Penn State is jumping on the bandwagon with other global institutions and implementing Massive Open Online Courses, otherwise known as MOOCs — noncredited free online college-level courses aimed at large-scale participation.
Vice President for Penn State Outreach Craig Weidemann said the university is in the process of starting the MOOC program that will be consistent with university priorities and reputation. He said this year would be a test year.
“It’s great for innovation and access to knowledge, but will be challenging finding student success,” he said.
James Mundie, educational technology manager at Penn State World Campus, said the open-source software movement inspired MOOCs, where software developers released free versions of software applications along with the source code to the program in hopes of building a community around the product.
“In the same spirit, MOOCs are free public events that look like university courses, and often contain the same content and are taught by the same professors, open to anyone around the world,” Mundie said.
But there is one big difference between MOOCs and open source software: most providers of MOOCs do not allow people to repurpose the content. In other words, Mundie said that even though students may access it for free, the intellectual property is still owned by the organization offering it.
Students can join MOOCs through a variety of platforms including Coursera, edX and Udacity — tech companies that offer MOOCs. Universities or individual professors offer classes through these platforms, and students sign up for free to take them, said Anthony Robinson, member of the University MOOC Committee and lead faculty for Penn State’s online geospatial education programs.
The idea started last year with other initiatives across the country through the university MOOC committee.
“We had our faculty thinking about this for quite some time,” Weidemann said. “We met several times over the year on a strategic plan to implement this and want to pick courses that would help recruit people to the World Campus.”
Penn State’s World Campus is in its 15th year of existence as an online educational institute, targeting adults with more than 6,000 under- and postgraduates.
Penn State plans to announce the MOOC program to students and the public this spring, and initiate two or three classes taught by Penn State faculty, Weidemann said. The free online classes are estimated to contain up to 200,000 students.

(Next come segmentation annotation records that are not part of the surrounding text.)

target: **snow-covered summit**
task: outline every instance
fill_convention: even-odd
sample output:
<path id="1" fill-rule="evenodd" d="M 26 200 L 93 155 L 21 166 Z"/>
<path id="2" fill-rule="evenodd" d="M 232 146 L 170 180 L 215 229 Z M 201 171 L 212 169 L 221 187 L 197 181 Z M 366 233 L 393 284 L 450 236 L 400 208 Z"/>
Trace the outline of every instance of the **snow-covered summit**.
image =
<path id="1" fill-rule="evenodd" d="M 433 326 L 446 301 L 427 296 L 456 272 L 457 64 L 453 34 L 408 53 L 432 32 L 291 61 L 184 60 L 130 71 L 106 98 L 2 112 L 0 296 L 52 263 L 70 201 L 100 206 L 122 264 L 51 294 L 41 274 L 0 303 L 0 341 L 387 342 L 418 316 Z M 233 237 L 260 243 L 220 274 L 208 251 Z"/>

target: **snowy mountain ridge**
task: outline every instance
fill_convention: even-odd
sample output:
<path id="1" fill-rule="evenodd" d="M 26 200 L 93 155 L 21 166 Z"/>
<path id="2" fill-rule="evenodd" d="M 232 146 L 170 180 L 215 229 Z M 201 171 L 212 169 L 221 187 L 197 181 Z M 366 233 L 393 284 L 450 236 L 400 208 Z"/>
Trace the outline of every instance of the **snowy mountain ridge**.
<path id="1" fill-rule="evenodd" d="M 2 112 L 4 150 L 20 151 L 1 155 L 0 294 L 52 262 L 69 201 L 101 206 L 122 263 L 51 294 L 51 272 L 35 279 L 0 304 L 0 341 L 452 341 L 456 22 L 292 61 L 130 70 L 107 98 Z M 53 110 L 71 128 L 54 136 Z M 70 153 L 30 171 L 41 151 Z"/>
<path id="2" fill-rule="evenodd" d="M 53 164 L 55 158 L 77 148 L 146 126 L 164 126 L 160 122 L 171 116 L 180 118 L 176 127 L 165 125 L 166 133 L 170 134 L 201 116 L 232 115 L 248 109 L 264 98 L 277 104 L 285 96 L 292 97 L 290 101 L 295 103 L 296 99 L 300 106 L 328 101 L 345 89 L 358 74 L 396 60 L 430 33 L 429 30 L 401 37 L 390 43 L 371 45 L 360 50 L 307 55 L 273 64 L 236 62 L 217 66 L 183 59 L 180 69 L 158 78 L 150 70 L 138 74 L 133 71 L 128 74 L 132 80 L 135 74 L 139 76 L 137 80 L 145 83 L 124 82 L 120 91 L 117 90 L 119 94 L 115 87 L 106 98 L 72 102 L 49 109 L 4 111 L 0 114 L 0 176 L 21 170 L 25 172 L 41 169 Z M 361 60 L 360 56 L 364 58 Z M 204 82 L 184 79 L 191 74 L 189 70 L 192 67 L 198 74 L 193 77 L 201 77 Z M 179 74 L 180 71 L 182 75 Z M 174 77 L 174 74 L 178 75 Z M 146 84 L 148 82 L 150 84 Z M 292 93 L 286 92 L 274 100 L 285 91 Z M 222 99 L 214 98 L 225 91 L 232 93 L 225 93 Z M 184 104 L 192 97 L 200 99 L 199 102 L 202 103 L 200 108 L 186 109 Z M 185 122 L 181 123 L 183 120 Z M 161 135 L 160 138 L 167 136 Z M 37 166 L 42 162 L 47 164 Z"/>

At the end of the month, Weidemann said the committee will meet to pick classes that will both benefit Penn State faculty and students, but details on those classes would not be released.
“What we are hoping to do is to put out courses in the format that are of extremely high Penn State quality,” Mundie said. “There is a huge opportunity here to serve students through MOOCs who would otherwise never have an opportunity to study at Penn State. Putting out high quality courses allows us to serve those people and to show the world that Penn State is a great place to study and get a degree.”
But MOOCs often threaten enrollment decline at universities offering the program.
“We wouldn’t do anything intentional to hurt Penn State or negatively affect the university,” Weidemann said. “But we don’t know the long-term impact.”
“World Campus online programs at Penn State have grown by leaps and bounds over the past decade, while resident enrollments have continued to grow all the same,” Robinson said. “We’re hoping that MOOCs increase the visibility of our educational and research strengths at Penn State, which in turn will help encourage new students to come to the university in both online and resident settings.”
“There has been no decline of enrollment. ... If anything, MOOCs are promoting our university,” said University of Michigan professor of finance Gautam Kaul. “Our goal is to make sure we’re teaching them with the highest quality.”
Kaul has been teaching MOOC classes at Michigan since it started the program last spring. Michigan was one of the first four universities to implement MOOCs along with Stanford University, University of Pennsylvania and Princeton University.
And Kaul recommends all universities to jump on board with MOOCs as long as they can manage the program properly.
“As a professor in the digital age, it teaches you different ways to teach classes and reach out to students,” Kaul said. “If anything, this program has been largely positive in both promoting Michigan and reaching out to those who otherwise would not have the chance to study here or another top university like Penn State.”
Last Saturday, Weidemann said, a seminar was held that focused on the long-term impact of the digital revolution. And school administrators said classroom education could fall by the wayside if MOOCs begin to charge for school credit.
Kaul, Michigan’s newest special counsel for digital education initiatives disagrees.
“I think right now, education is at a premium height,” he said. “Universities in our country are the best in the world and MOOCs are the best way to show and improve that.”
But MOOCs pose pros and cons for all universities using them.
From Robinson’s perspective as a geographer, creating a MOOC has tremendous upsides. As some high school students do not have geography classes to take, going to college provides the first opportunity for geographers to highlight their science, he said.
“I’d like to see a MOOC focused on digital mapping and geolocation, which now permeates every facet of our contemporary lives,” Robinson said. “There is a huge professional industry around this area and Penn State has enjoyed a reputation as a world leader in geography.”
Robinson said a MOOC would provide them the opportunity to highlight this strength and to teach large audiences about their science that they otherwise would not be able to reach.
But Penn State’s greatest concern is the unknown, Weidemann said.
“Once we know how to handle the program to the best of our ability, then we’ll continue to work with it to improve the institution,” he said.